"Oh, sir!" said he, "he is ill, he has been attacked by smallpox. It has been raging in the place, and he has been with all the sick, and now he has taken it himself, and we are terribly afraid that he is dying. So we are praying God to spare him to us."

Then one of those who was kneeling turned to me and said: "I was an hungred, and he gave me meat."

And another rose up and said: "I was a stranger, and he took me in."

Then a third said: "I was naked, and he clothed me."

And a fourth: "I was sick, and he visited me."

Then said a fifth, with bowed head, sobbing: "I was in prison, and he came to me."

Thereupon I went out and looked up at the red window, and I felt as if I must see the man for whom so many prayed. I tapped at the door, and a woman opened.

"I should so much like to see him, if I may," said I.

"Well, sir," spoke the woman, a plain, middle-aged, rough creature, but her eyes were full of tears: "Oh, sir, I think you may, if you will go up softly. There has come over him a great change. It is as though a new life had entered into him."

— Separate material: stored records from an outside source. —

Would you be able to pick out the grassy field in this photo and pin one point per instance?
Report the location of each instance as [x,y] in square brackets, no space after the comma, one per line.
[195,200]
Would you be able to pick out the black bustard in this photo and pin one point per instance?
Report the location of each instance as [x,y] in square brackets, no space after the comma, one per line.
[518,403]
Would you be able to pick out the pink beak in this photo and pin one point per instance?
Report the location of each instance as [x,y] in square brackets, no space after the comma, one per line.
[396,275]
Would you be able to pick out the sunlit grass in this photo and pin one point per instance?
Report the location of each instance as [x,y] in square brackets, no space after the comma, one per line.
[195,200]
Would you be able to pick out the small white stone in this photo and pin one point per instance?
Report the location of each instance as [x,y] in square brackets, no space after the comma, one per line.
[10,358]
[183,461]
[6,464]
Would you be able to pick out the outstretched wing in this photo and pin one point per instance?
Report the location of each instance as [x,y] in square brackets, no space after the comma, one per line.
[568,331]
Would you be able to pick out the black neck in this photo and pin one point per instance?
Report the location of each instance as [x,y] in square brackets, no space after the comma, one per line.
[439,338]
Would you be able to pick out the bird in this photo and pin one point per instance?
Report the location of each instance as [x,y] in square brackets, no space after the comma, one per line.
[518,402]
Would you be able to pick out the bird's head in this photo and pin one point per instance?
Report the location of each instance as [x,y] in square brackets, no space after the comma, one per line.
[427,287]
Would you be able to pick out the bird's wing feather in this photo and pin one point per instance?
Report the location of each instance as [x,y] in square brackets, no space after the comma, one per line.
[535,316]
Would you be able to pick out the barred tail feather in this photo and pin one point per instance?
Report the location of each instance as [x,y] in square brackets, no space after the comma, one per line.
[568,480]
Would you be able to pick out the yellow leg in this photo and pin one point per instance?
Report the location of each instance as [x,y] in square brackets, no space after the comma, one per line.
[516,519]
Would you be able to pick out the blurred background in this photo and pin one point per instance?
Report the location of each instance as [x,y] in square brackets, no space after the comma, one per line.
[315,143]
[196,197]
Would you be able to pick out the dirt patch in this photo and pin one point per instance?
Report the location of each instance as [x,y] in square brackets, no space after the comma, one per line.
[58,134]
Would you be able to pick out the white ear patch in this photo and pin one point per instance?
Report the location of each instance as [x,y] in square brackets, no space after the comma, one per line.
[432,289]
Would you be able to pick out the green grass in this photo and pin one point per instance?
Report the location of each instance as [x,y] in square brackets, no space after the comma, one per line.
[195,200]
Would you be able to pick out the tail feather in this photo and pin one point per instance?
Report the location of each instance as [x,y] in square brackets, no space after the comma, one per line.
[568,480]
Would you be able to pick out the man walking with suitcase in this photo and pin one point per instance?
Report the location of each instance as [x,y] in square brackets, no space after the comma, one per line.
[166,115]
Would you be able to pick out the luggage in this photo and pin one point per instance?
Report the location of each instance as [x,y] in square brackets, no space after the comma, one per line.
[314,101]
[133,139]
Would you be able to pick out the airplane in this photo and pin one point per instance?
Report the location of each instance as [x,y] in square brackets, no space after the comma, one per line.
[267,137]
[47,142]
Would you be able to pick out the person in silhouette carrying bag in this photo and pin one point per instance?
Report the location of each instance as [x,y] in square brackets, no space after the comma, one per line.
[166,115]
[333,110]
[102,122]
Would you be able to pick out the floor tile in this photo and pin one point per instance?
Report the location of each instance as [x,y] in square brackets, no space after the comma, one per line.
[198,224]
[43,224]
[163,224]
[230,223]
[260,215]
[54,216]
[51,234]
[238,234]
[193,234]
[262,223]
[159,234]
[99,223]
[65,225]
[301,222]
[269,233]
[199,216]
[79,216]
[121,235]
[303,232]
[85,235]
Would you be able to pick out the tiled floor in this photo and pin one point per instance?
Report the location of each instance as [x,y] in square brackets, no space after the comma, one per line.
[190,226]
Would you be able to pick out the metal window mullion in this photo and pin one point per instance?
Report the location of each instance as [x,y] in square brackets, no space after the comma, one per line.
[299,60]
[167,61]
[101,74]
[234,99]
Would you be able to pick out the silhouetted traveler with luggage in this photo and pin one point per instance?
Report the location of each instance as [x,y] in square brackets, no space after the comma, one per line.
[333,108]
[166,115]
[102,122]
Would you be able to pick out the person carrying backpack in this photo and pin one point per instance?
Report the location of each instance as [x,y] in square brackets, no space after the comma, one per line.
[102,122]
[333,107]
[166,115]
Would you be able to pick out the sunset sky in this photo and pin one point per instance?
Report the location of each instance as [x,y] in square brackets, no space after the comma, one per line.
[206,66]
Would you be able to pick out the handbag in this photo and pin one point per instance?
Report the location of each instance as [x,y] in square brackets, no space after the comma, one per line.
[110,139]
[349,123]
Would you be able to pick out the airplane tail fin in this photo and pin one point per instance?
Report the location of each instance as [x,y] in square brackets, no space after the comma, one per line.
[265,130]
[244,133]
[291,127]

I mounted the narrow staircase of very steep steps and entered the sick-room. There was an all-pervading glow of red. The fire was low—no flame, and a screen was before it. The lamp had a scarlet shade over it. I stepped to the side of the bed, where stood a nurse. I looked on the patient. He was an awful object. His face had been smeared over with some dark solution, with the purpose of keeping all light from the skin, with the object of saving it from permanent disfigurement.